DUBAI Iran's most powerful leader, Ayatollah Ali Khamenei, warned the Iranian public on Tuesday against helping Tehran's enemies by criticising the forthcoming presidential election.
Iranians go to the polls in June to elect a successor to President Mahmoud Ahmadinejad, and Iran's leadership is keen to avoid a repeat of the widespread protests that followed the last presidential vote in 2009.
Khamenei's comments appear to be a response to a debate inside Iran about whether reformist candidates - those with a more moderate stance on issues such as social policy and greater political freedoms - should be allowed to run.
"Everyone, even those who make general recommendations about the election through (expressing) c oncerns, should take care not to serve the purpose of the enemy," Khamenei said in a statement published on his official website.
Analysts say reformist candidates may be allowed to run for election if they distance themselves from the two 2009 presidential candidates, Mirhossein Mousavi and Mehdi Karoubi, who have been under house arrest for nearly two years.
The two opposition leaders alleged Ahmadinejad's landslide reelection was rigged and they became figureheads for the "green movement" anti-government demonstrations across Iran, the biggest opposition protests since the 1979 revolution.

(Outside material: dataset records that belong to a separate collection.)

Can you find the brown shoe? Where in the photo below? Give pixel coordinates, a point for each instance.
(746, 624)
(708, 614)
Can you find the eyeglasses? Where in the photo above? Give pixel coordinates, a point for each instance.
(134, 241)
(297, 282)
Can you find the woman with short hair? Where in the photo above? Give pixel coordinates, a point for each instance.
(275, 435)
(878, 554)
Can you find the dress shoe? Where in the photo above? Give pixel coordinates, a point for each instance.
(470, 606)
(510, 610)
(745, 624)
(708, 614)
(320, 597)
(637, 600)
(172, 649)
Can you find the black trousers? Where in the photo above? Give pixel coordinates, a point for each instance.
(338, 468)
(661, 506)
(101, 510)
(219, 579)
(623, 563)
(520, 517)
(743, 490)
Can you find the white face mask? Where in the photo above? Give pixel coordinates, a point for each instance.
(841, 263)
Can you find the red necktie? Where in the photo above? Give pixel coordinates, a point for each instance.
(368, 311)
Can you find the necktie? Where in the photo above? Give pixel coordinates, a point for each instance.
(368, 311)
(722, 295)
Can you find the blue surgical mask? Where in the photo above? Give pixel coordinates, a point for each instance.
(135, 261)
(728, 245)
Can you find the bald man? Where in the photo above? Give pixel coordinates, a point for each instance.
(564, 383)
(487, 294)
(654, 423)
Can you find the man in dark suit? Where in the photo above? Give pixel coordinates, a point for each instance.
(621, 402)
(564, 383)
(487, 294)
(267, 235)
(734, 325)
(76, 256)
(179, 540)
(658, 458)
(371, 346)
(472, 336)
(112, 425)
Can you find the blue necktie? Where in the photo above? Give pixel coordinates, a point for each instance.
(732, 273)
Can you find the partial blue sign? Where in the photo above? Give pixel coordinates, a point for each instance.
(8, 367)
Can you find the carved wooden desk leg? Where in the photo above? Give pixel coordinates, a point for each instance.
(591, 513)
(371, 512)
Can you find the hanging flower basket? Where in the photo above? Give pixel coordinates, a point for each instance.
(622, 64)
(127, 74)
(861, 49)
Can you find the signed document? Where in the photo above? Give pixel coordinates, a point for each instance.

The government denied vote rigging and said the protests had been stirred up by Iran's foreign enemies as part of a plot to overthrow the Islamic Republic's system of government.
Reformist groups are torn between participating in the election and boycotting it unless Mousavi and Karoubi are freed. Their position is expected to be debated at a meeting of reformist groups later this month.
Last month, former President Ali Akbar Hashemi Rafsanjani said that a free, transparent and legal election could pave the way for "restoration of moderation" in the country, the Tehran Times newspaper reported.
Longstanding enmity between Iran and the West has deepened in recent years, with increasingly severe sanctions led by the United States and European Union, designed to halt Iran's nuclear programme, strangling the economy.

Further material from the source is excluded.